中でも看板商品の「おはぎ」は「昔ながらの懐かしい味」と喜ばれ、開店前から行列ができるほどの人気です。20年前から価格据え置きの1個105円のおはぎは、1日平均5千個、土・日には、1万個を売り上げます。
「昔ながらの家庭の味を追求することと、トコトンお客様の要望に応えることに努めています。ライバルは同業者ではなく、家庭の主婦です」と佐藤社長は言います。
◆ 事例2 クレーム・ゼロに取り組むクリーニング業者
クリーニング業は衰退業種といわれています。1世帯当たりの年間クリーニング代は10年前の平均1万4千円から8千円へと、半分近くにまで落ち込んでいます。これは、家庭用洗濯機の性能が高まったことや素材の進化により自宅で洗濯できる衣料品が増えたためです。
また、クリーニングには、衣類の破れ、ボタンの紛失、生地の変色、匂いの付着などクレームがつきもので、「クレーム産業」と言われるほどです。
そんな中、和歌山市の(株)クリーン・サワは、従業員30人ほどと小規模ながらも、クレーム・ゼロに挑戦しました。同社では、「衣類についての勉強不足」「メーカーからの情報不足」などクレームの原因を分析し、200回を超える徹底した社員教育によって、意識改革と業務品質の向上をはかりました。
例えば、衣類を預かる際の検品から、素材や色合いに合わせて洗浄するなど、細かい対応をしています。

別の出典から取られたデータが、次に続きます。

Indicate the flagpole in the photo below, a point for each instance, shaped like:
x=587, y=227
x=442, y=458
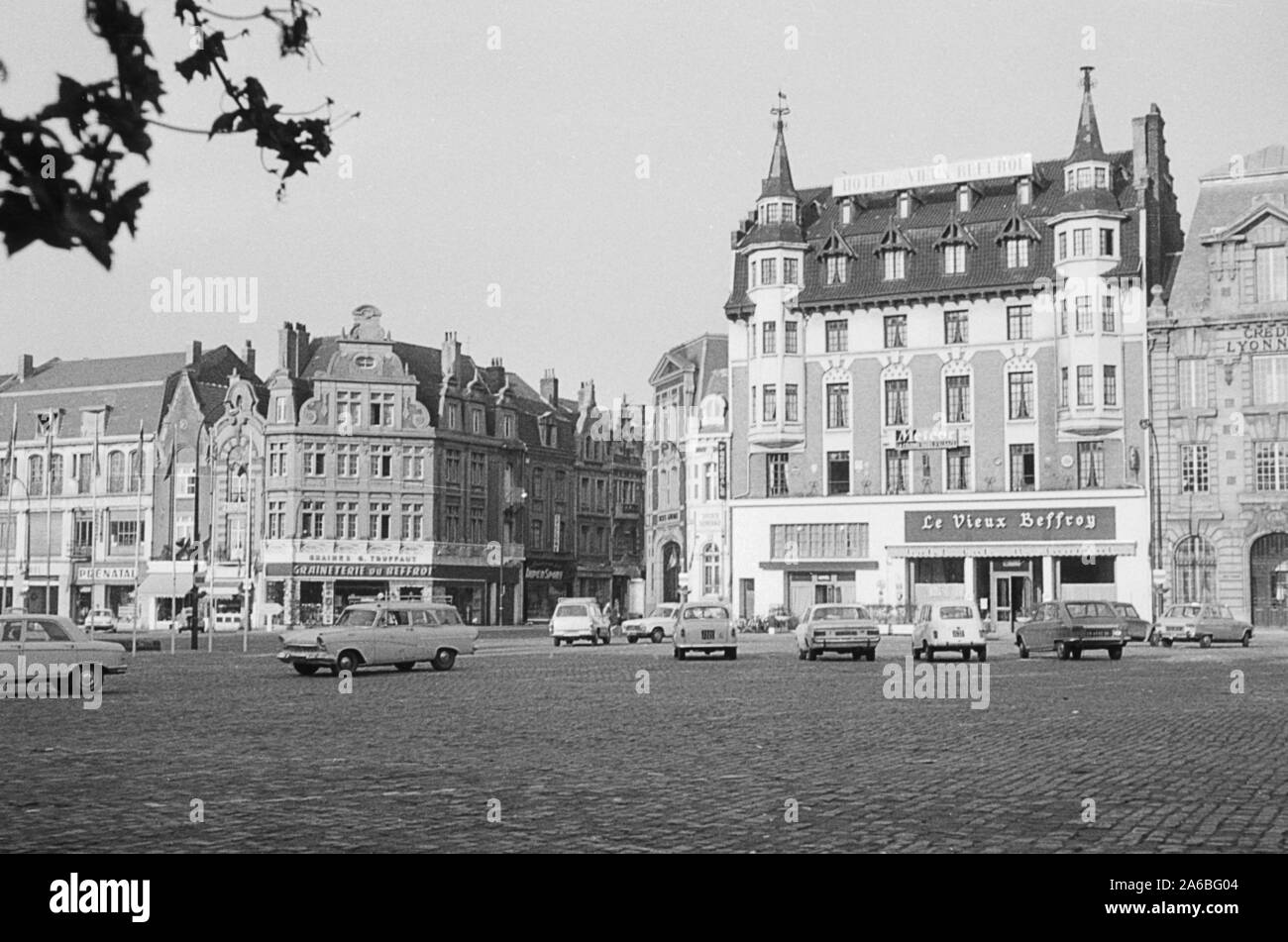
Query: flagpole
x=50, y=516
x=11, y=530
x=138, y=540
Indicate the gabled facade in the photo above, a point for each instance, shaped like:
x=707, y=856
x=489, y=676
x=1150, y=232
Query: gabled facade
x=1219, y=356
x=934, y=347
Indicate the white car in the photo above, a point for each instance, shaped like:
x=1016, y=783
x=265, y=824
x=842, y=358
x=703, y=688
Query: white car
x=657, y=627
x=953, y=626
x=579, y=619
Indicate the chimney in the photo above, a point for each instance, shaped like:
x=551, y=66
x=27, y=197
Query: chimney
x=301, y=347
x=550, y=387
x=451, y=353
x=286, y=348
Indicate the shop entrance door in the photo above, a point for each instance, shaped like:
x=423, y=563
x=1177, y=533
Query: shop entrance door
x=1013, y=594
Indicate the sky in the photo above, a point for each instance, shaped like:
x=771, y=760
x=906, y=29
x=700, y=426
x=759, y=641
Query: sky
x=557, y=181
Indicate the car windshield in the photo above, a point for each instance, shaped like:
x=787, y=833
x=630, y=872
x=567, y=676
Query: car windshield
x=840, y=613
x=357, y=618
x=1089, y=610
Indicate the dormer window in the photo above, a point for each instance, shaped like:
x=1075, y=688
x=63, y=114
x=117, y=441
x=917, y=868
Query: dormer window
x=835, y=269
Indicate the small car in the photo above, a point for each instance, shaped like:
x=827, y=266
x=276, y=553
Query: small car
x=658, y=626
x=1072, y=627
x=1134, y=627
x=99, y=620
x=948, y=627
x=580, y=619
x=1202, y=622
x=56, y=642
x=381, y=633
x=706, y=627
x=837, y=627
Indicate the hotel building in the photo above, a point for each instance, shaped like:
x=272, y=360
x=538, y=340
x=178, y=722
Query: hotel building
x=938, y=377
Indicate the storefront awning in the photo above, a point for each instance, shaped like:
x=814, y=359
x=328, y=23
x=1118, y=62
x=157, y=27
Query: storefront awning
x=166, y=584
x=934, y=551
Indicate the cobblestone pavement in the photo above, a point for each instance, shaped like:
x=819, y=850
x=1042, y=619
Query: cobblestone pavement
x=716, y=756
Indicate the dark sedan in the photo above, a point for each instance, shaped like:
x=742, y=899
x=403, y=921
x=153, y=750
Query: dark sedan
x=1070, y=628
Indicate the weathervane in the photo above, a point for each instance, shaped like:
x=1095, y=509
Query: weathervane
x=781, y=110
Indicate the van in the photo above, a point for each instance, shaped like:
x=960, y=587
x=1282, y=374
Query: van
x=579, y=619
x=706, y=627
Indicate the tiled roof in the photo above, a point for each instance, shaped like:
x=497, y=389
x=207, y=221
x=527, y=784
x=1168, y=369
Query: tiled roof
x=1223, y=201
x=986, y=265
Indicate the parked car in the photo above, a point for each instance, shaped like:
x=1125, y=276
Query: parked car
x=1070, y=628
x=658, y=626
x=706, y=627
x=781, y=619
x=953, y=626
x=836, y=627
x=580, y=619
x=56, y=642
x=99, y=620
x=381, y=633
x=1134, y=627
x=1202, y=622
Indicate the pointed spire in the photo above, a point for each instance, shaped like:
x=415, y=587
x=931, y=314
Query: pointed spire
x=780, y=180
x=1086, y=146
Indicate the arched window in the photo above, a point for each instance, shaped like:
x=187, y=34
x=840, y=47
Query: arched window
x=116, y=472
x=1194, y=571
x=35, y=475
x=709, y=571
x=136, y=471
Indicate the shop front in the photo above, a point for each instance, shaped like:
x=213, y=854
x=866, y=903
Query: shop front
x=545, y=581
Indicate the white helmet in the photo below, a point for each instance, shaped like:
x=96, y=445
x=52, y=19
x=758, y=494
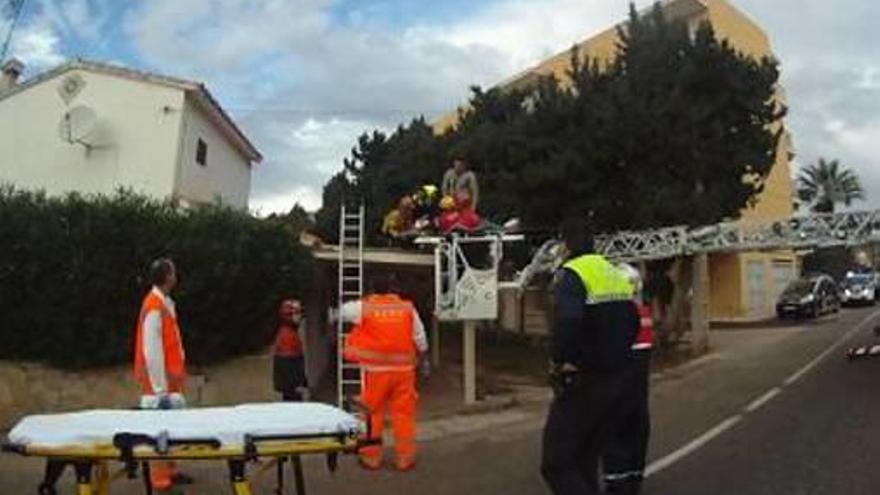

万一、クレームが発生しても、時間や費用は度外視して、徹底した対応をすることで、お客様から「ここまでやってくれるのか」と感激されるほどです。そして、同じミスを起こさないための仕組みづくりや改善を行っています。
また、「クリーンDry」という新しいドライクリーニング法を開発しました。従来の方法では、溶剤をろ過、循環して再利用するため、循環を繰り返すうちに、衣類に匂いや汚れが付着してしまうことがありましたが、「クリーンDry」は、溶剤を蒸留化することで、純粋な溶液だけを抽出し再利用することを可能にしました。
同社には、遠方からも宅配便で洗濯物が届くなど、熱烈なファンが絶えません。
◆ 事例3 得意先の販売をサポートする
東北の製麺業T社はスーパーに家庭用の調理麺を販売しています。
同社は、毎月の売上実績を分析し、前年を割っている得意先については、その得意先の麺類全体の売上や売場における自社商品の占有率を分析しています。
とりわけ得意先自体が売上を落としている場合には、先方のフロアマネジャーと一緒に販促作戦を練り、POP広告の工夫、販売員の派遣、店頭における試食販売の増加、店頭でのビデオ放映など徹底して得意先の目線に立った販売促進を細かくサポートしています。
今回ご紹介した事例のように着眼点をかえることで、ビジネスの新たな可能性が開けてくるのではないでしょうか。